Gene set enrichment analysis
To identify enriched pathways (between perturbed and control cells), we performed GSEA on the processed data using GSEApy30 and Biological Process 2023 gene sets from GO. We compared the populations of perturbed and control cells using signal-to-noise ratio as a ranking metric, defined as the difference of group means divided by the sum of standard deviations per group. We then ran GSEA22 with 500 random phenotype permutations (control versus perturbed) to calculate normalized enrichment scores and false discovery rates for each gene set.
AUCell
We used AUCell23 to quantify the activity of pathways in single cells. AUCell calculates the enrichment of an input gene set as the AUC across the ranking of genes in a particular cell, leading to high scores if the gene set was enriched at the top of the ranking. This allowed us to measure whether certain gene sets were consistently enriched among perturbed or control cells.
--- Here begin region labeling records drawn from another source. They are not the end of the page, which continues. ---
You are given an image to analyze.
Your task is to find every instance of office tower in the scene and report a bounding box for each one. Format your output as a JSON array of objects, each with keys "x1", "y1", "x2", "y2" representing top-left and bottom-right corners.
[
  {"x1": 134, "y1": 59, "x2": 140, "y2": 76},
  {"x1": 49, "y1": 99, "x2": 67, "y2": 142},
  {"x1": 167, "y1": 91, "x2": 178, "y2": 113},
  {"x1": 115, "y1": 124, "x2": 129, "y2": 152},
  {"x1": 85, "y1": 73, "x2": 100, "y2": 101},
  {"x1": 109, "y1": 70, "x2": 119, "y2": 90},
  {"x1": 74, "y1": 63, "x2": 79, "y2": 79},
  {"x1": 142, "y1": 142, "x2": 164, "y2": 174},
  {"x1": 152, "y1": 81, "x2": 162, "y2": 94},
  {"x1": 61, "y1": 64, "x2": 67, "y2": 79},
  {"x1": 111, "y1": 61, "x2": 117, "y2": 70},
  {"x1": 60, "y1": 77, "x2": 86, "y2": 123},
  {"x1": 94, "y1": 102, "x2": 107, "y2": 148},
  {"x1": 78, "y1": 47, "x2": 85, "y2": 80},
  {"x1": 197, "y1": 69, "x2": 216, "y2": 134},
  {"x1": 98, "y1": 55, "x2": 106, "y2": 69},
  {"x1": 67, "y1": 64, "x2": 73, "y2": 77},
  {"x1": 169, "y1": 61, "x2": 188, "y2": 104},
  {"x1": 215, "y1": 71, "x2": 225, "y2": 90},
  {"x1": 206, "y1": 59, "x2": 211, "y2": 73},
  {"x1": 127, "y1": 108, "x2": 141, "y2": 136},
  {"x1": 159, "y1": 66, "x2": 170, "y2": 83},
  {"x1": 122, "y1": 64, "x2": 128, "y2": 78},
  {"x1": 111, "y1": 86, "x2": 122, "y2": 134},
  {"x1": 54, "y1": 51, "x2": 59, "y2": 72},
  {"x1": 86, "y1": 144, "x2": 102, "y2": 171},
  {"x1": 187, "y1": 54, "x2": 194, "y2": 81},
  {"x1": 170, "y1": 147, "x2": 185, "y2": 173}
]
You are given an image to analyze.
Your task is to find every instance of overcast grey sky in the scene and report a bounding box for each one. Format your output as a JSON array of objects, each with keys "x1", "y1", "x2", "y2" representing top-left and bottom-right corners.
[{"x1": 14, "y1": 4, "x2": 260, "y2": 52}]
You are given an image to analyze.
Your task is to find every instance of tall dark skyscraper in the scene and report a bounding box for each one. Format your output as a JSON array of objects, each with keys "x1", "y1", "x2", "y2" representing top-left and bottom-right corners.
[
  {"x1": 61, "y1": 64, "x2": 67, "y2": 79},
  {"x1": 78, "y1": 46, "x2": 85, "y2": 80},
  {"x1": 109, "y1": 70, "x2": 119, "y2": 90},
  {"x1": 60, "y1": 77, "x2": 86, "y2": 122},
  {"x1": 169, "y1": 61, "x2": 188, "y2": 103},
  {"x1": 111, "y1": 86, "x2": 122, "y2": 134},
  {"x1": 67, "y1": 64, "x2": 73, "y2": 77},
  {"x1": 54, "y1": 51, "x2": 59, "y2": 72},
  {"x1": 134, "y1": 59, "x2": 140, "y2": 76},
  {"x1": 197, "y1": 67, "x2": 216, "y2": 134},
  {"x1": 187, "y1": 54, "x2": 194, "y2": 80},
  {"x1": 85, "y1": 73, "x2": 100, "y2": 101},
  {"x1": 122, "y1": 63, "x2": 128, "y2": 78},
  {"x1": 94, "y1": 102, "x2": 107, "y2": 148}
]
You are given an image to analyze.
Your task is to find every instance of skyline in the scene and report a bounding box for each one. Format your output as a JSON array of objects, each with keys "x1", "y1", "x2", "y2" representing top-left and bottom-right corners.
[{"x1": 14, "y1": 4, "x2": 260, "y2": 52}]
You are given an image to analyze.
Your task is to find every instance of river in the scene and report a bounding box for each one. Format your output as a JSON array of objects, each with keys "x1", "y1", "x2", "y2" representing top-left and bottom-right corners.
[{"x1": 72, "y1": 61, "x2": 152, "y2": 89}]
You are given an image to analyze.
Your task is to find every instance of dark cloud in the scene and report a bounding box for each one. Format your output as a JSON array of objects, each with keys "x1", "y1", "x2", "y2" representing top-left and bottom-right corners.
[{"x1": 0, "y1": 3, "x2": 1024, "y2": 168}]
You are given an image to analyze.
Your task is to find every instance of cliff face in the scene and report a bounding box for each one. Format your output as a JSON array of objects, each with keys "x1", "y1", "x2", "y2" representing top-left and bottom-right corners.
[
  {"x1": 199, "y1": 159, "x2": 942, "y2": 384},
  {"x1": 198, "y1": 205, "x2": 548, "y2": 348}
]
Dataset detailsData processing
We used the codebase from GEARS1 to process the data. We normalized each cell by total counts over all genes so that each cell has a total count equal to the median of total counts, followed by a log transformation. We discarded perturbations corresponding to genes not in the gene panel. This step is necessary for running scGPT (scGPT’s architecture was designed to handle perturbations of genes with available transcriptomic readouts). Following GEARS, we then selected the top 5,000 highly variable genes (HVGs) in each dataset1, and included the set of perturbed non-HVGs to the gene panel. For the Replogle15 datasets, we followed the data processing strategy of scGPT2: we retained the subset of data matching the 1,973 perturbations identified in the original study15 as inducing strong transcriptional changes, and then selected 100 cells per perturbation and 2,500 control cells. In terms of Replogle15 K562, we used the genome-wide K562 perturbation screen. In terms of the Tian16 data, we discarded the perturbations PPP4R3A (SMEK1; CRISPRa dataset) and ATP5PD (ATP5H; CRISPRi dataset) that targeted only a single cell. To process the Frangieh18 data, we followed the processing steps of Lopez et al.31 (we first converted the data from log-normalized count per millions into raw counts and removed cells with fewer than 500 expressed genes and genes expressed in fewer than 500 cells). We then selected cells perturbed with guides that exclusively target one gene. We finally normalized the data following the standard GEARS pipeline(normalize total counts, log transformation and selection of the top 5,000 HVGs plus perturbed non-HVGs) and partitioned cells into three datasets based on their condition (control, co-culture and interferon-γ). Figure 1b reflects the number of perturbations in each dataset after processing.
Control types
All datasets used non-targeting guides as controls and the Frangieh datasets18 further incorporated intergenic guides as additional controls.
Quantification of chromosomal instabilities
We downloaded the z-scored CIN annotations from Replogle et al.15. We categorized perturbations into two groups based on the extent to which they induced chromosomal instabilities: low CIN (z-score ≤ 0) and high CIN (z-score > 2).
Annotating cell cycle
To annotate cell cycle, we utilized the Scanpy32 function scanpy.tl.score_genes_cell_cycle and the cell-cycle signatures from Tirosh et al.33.
Reporting summary
Further information on research design is available in the Nature Portfolio Reporting Summary linked to this article.